Encontrei algumas histórias curiosas no decurso da leitura desta obra e uma oportunidade soberana para consolidar conhecimentos e impressões. O livro é um presente perfeito para qualquer hitchcockiano. Tanto mais que havendo dezenas e dezenas de obras sobre Hitchcock, poucas têm sido editadas em língua portuguesa e menos ainda em português de Portugal.
Aconselho o livro a quem procura conhecer melhor a personalidade de Hitchcock, o desenvolvimento do seu trabalho e o impacto das suas criações sobre o público; e sobre os actores, técnicos e músicos que se cruzaram com ele. É uma biografia sobre a influência da vida deste homem na vida dos outros.
Homem amado e detestado. Temido e venerado. Controverso e carismático. Surpreendentemente marcante. Ícone do Cinema do século XX. Este livro fala-nos do homem e da sua obra. Sem proezas literárias nem processos narrativos elaborados.

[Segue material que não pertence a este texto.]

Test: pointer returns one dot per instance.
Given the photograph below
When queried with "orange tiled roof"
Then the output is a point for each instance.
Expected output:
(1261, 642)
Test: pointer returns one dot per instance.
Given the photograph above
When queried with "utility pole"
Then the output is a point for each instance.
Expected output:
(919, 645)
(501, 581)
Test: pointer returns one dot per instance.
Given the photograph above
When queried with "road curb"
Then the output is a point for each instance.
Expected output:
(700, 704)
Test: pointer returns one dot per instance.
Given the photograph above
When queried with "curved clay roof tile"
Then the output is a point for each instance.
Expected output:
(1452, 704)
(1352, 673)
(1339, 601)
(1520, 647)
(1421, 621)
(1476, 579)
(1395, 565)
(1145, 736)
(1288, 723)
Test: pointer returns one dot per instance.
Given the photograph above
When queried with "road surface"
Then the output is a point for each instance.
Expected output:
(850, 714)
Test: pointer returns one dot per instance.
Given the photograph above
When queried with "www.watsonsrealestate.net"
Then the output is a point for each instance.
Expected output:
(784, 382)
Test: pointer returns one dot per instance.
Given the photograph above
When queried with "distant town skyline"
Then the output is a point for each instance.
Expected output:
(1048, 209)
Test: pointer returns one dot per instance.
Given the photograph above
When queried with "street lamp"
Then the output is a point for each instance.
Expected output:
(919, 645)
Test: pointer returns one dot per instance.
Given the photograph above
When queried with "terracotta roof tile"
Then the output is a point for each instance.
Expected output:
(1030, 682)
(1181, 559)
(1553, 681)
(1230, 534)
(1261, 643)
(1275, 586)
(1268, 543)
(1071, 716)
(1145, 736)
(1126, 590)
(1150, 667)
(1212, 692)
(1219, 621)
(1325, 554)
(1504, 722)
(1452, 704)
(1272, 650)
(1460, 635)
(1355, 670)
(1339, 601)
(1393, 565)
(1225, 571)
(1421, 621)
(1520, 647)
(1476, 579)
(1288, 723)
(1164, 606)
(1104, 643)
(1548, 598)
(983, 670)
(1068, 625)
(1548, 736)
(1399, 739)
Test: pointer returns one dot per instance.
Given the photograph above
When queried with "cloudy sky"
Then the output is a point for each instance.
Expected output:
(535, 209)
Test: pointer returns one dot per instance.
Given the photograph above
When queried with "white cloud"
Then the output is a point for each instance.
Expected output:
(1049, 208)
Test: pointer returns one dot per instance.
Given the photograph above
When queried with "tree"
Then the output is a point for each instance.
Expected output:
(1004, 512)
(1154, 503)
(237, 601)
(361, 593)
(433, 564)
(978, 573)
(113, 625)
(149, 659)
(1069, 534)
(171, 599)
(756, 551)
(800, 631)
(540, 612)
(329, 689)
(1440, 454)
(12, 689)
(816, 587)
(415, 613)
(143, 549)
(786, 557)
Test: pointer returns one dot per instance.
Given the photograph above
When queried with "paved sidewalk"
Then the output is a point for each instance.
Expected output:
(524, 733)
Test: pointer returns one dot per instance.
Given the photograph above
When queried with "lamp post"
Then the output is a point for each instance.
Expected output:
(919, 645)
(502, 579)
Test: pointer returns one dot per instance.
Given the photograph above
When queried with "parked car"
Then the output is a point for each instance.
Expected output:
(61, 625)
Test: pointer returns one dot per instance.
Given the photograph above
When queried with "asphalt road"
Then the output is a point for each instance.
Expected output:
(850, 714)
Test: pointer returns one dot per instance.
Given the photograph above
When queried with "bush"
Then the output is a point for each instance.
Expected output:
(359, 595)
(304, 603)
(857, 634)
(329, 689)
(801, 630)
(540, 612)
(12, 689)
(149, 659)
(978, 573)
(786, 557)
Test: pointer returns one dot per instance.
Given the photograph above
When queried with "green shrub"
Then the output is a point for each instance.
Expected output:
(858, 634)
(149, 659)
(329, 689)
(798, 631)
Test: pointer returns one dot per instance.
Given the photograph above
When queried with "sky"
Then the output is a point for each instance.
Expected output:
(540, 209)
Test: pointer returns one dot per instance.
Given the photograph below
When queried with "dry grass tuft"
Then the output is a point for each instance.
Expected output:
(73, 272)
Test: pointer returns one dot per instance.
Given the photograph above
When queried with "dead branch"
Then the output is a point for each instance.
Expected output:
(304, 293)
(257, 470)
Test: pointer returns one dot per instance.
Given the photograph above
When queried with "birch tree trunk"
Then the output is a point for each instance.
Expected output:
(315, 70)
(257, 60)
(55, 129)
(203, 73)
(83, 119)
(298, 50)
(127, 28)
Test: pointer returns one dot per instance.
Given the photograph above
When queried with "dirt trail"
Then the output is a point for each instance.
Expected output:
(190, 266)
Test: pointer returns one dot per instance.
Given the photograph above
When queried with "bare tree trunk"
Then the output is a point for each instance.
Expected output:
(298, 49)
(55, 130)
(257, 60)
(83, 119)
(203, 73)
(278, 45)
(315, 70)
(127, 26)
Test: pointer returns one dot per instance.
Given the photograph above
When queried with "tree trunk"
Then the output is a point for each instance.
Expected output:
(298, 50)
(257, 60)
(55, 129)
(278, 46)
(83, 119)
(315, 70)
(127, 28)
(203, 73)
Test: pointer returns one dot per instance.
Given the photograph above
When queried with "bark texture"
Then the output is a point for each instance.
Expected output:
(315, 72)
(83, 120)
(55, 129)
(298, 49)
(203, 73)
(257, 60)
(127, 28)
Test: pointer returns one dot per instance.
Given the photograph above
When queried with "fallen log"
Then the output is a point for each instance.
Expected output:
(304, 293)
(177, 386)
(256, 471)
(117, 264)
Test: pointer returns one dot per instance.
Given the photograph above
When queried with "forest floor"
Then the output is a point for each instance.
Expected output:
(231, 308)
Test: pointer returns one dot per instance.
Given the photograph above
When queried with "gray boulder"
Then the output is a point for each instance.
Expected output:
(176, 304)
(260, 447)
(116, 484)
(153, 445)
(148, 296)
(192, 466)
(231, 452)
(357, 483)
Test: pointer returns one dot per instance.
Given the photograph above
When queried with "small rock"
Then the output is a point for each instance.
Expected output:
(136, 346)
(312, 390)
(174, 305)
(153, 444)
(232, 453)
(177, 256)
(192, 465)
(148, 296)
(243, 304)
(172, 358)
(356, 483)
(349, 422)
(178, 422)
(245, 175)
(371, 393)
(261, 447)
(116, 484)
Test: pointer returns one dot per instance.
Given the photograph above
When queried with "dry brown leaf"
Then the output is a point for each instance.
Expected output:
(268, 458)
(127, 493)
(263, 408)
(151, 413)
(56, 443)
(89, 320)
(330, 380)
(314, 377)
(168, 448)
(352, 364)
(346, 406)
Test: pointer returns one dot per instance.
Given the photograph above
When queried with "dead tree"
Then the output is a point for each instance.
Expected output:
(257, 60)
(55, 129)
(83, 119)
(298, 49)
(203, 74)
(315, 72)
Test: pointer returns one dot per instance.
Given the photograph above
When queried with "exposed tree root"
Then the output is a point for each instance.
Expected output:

No percurso das páginas deste livro, é muito belo o sentimento de amor e dedicação que une Hitchcock à sua esposa Alma. Alfred Joseph e Alma foram companheiros durante mais de cinquenta anos. Trabalharam juntos, trocaram ideias, apoiaram-se mutuamente e dividiram entre si muito alento e esperança. A ideia de que Alma pudesse morrer antes de si preocupava intensamente Hitchcock nos seus derradeiros dias.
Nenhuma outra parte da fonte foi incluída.